5 1.5. Batasan Masalah Penelitian ini dibatasi: 1. Subjek penelitian ini adalah perusahaan yang bergerak di bidang jasa konstruksi yang berdomisili di Yogyakarta. 2. Responden merupakan perusahaan lokal. 1.6. Keaslian Penelitian Keaslian penelitian mengenai Analisa Penilaian dan Alokasi Risiko pada Proyek Kerjasama Pemerintah dengan Swasta belum pernah dilakukan oleh peneliti sebelumnya, penelitian ini berdasarkan pada keadaan pembangunan infrastruktur di Indonesia yang saat ini masih sangat membutuhkan biaya yang cukup besar sedangkan kemampuan keuangan Negara sangat terbatas. Adanya mekanisme KPS diharapkan mampu menarik investor untuk mau menanamkan modalnya, sangat disayangkan investor yang tertarik sejauh ini adalah investor asing dan bukan investor lokal. Penelitian ini diharapkan dapat memberikan gambaran mengenai tingkat kesepakatan dalam manajemen risiko KPS oleh perusahaan yang bergerak di bidang jasa konstruksi khususnya yang berdomisili di Yogyakarta ditinjau dari kemampuan mengidentifikasi dan menilai tingkat risiko serta alokasi risikonya. Hal ini menjadi dasar dalam berinvestasi dalam KPS mengingat suatu proyek skala besar pastilah memiliki tingkat risiko yang besar pula, sehingga investor harus mampu menilai besarnya tingkat risiko serta mengkaji alokasi risiko agar tidak mengalami kerugian.

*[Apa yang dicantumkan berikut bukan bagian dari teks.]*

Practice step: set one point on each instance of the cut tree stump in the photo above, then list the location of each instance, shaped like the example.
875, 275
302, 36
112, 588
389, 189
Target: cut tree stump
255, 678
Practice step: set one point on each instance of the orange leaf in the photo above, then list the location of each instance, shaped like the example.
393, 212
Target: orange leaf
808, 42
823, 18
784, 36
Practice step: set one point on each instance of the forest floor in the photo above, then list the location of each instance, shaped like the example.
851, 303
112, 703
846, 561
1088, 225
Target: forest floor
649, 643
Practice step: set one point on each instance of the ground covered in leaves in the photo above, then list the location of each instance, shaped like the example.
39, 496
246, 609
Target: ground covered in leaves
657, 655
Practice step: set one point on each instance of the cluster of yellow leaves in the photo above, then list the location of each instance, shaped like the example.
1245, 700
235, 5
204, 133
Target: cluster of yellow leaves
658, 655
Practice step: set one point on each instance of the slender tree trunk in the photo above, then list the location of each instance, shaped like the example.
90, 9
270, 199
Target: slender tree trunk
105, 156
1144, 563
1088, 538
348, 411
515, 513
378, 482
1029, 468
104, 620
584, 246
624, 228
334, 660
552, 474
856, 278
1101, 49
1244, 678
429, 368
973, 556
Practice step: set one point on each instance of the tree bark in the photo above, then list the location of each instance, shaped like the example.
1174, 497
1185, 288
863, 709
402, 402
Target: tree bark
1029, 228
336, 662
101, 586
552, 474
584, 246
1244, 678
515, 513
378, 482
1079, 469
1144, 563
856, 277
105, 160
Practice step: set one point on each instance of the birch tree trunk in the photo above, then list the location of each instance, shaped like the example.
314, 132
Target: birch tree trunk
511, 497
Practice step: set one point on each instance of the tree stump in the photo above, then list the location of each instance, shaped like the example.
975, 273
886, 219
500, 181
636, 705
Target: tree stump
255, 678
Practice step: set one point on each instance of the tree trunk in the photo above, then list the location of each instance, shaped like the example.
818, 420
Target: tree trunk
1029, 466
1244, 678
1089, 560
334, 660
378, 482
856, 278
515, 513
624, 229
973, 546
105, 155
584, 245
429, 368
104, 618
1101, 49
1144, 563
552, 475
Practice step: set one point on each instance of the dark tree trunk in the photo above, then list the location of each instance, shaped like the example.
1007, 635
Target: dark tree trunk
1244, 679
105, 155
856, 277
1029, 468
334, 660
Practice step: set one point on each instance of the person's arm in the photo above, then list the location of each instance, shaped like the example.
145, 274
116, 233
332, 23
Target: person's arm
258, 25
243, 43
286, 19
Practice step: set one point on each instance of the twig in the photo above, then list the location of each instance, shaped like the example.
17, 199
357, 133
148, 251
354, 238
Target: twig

6 1.7. Sistematika Penulisan BAB 1 PENDAHULUAN Dalam bab ini diuraikan mengenai latar belakang masalah, rumusan masalah, tujuan penelitian, manfaat penelitian, batasan masalah, dan sistematika penulisan. BAB 2 TINJAUAN PUSTAKA Dalam bab ini menjelaskan tentang konsep KPS, manajemen risiko dalam KPS, alokasi risiko berdasarkan PII serta hasil penelitian terdahulu terkait dengan risiko KPS. BAB 3 METODOLOGI PENELITIAN Menjelaskan tentang tata urutan dan langkah-langkah penelitian, penjelasan dan pemilihan data pembahasan yang digunakan dalam penelitian serta pembuatan bagan alir penelitian. BAB 4 ANALISA DAN PEMBAHASAN Memuat karakteristik dan deskripsi data yang terkumpul, hasil penelitian dan pembahasannya. Hasil penelitian disajikan dalam bentuk daftar (tabel) dan grafik. Pada pembahasan disajikan analisis disertai penjelasan teoritis sebagai dukungan untuk hasil yang diperoleh. BAB 5 KESIMPULAN DAN SARAN Berupa penarikan kesimpulan dan analisa yang telah dilakukan, serta saran-saran yang diperlukan untuk suksesnya pelaksanaan proyek KPS bagi kontraktor/swasta/investor dan Pemerintah.